Turn the dough out onto a work surface (no extra flour needed) and smash with the heels of your hands a few more times, working in any shaggy edges.  You should still see large-ish pieces of butter and maybe a dry spot here and there.

Cut dough in half.  Press each half into a 1"-inch thick disk and wrap in plastic.  Chill at least 1 hour (and up to 3 days) to firm up the butter and allow the dough to hydrate.

While the dough chills, make the filling.

Marionberry Pie Filling

Makes 4 cups

3 1/2 cups Marionberries
1 cup sugar
1/4 cup + 1 Tablespoon Clear Jel
1 1/3 cups cold water
1 Tablespoon + 1 teaspoon lemon juice

Place sugar and Clear Jel in a large saucepan, whisk to combine thoroughly.  Tip in the water and boil the mixture over medium high heat; stirring constantly.  Cook until the mixture begins to thicken.  It will turn from the milky white color to a clear color.  Once the mixture thickens, add lemon juice and cook for 1 minute; stirring constantly.

Remove the mixture from the heat and add in the berries.  Don't over stir, just fold them well.

Continue with making of the pie:  Roll out 1 disk of dough on a lightly floured surface to a 13" round (about 1/4" thick).  Slide onto a parchment-lined baking sheet and chill while you roll out remaining dough to a rectangle, measuring 8" x 14" to make lattice top.  Cut this dough on the long side into strips, each strip measuring 2" x 14".  You want the strips to be a bit longer than the diameter of the pie round.  Any excess strip can be cut with scissors later.  Slide strips onto parchment-lined baking sheet and chill.

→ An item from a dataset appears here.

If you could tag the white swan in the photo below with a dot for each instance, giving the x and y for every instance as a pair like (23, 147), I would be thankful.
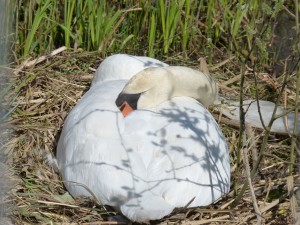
(122, 66)
(151, 161)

Transfer the round dough into a pie dish; lift up edges to allow dough to slump down into dish.  Scrape in the filling.  Beat in 1 large egg with 1 teaspoon water in a small bowl.  Brush outer edge of bottom dough with half of the egg wash; then weave lattice strips over filling.  Cut excess strips and press each strip to the edges.  Fold over the rest of the dough that's hanging out on the dish.  Brush pie with remaining egg wash and sprinkle with 2 Tablespoons demerara or granulated sugar.

Preheat oven to 350F.  Line a rimmed baking sheet with foil and set pie dish on top.  Bake pie until crust is deep golden brown on top and bottom and juices are bubbling, about 1 to 1 1/2 hours.  If the top is browning too quickly, cover it with aluminum foil loosely.  Let the pie cool at least 4 hours before slicing.